On the next panel, featuring women behind the scenes, Pulitzer Prize-winning playwright Marsha Norman spoke to Goldberg’s point about creating a fund for women writers. While something of that specific nature doesn’t yet exist, Norman mentioned the Lilly Awards, an organization that celebrates women in theater; the Kilroys, a group that puts together a list of underproduced plays by female-identified writers; and the Susan Smith Blackburn Prize, which honors an English-language play by a woman each year. (The 2018 winner, Brit playwright Alice Birch’s Anatomy of a Suicide, was announced Monday.)
“It is crucial that we hear the stories of women,” Norman said. “If a theater is just doing plays by men, it is like the history is going to just be about the daytime. We are going to miss half of what has happened by only supporting the work of men.”
Director-choreographer Baayork Lee, who was in the original cast of The King and I and A Chorus Line, spoke to the importance of seeing yourself represented onstage. “Cinderella had blond hair and I wanted to be Cinderella,” she said. “It’s really important for kids to see themselves reflected, who they are. It also helps them to say, ‘I can be there, I can do that.'”
Each panel touched on the practical needs of women working, particularly from a perspective of child care. Frozen’s Anderson-Lopez spoke to this reality for herself. When the new Disney musical premiered in Denver last year and she and her family had to travel for the production, she applauded the show’s co-producer Anne Quart, who also has young children, for being a vital resource.
“There was a mother dealing with the same problems that I was dealing with: How do I handle my family and be the best artist that I can be?” Anderson-Lopez told The Hollywood Reporter. “You cannot be that unless your family is well taken care of, unless you have a place to live, unless you have a babysitter that you trust. To know that I had someone who had that experience and that perspective was invaluable.”
For the final panel, called “Pioneering a New (Broad)way,” Meredith Vieira sat down with Nancy Coyne of the advertising agency Serino Coyne; Public Theater associate artistic director Mandy Hackett; Paulus; Roth; and composer Jeanine Tesori, a Tony winner for Fun Home.

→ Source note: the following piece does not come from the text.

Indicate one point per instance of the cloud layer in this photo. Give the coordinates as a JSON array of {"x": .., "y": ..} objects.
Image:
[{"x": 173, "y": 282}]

Roth, who started her producing career in her 40s after she had raised her family, talked about the importance of depending on her own strength because many people wrote off her ambitions as a hobby.
“There are some people that may not believe in you or may not believe you can do what you set out to do,” she said. “I didn’t have mentors or people who were all that encouraging to be honest, but it had a great effect on me because I learned that I really had to depend on myself.”

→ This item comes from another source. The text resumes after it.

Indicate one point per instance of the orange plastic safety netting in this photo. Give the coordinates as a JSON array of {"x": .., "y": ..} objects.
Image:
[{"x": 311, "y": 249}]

Tesori echoed the pleas from Goldberg and Norman for financial support for women in the industry, adding that the career backing needs to go beyond money. “We have to tag young women, we have to make sure that we don’t keep them in the hamster wheel of apprenticeship or assistantship,” Tesori said.
Taymor, who directed the highest-grossing stage property of all time, Disney’s The Lion King, ended the event with a short talk. She walked out onto the stage on crutches, sat down and spoke directly to the audience about the importance of perspective.
“Failure can also be the most important thing in your life,” she said, perhaps referencing her bruising experience on the troubled production of Spider-Man: Turn Off the Dark. “Whether it’s a failure on one hand, it’s a success on the other hand. Women don’t often get the second opportunity. I think we have to see this as something that’s very important. The scars of those experiences give you strength.”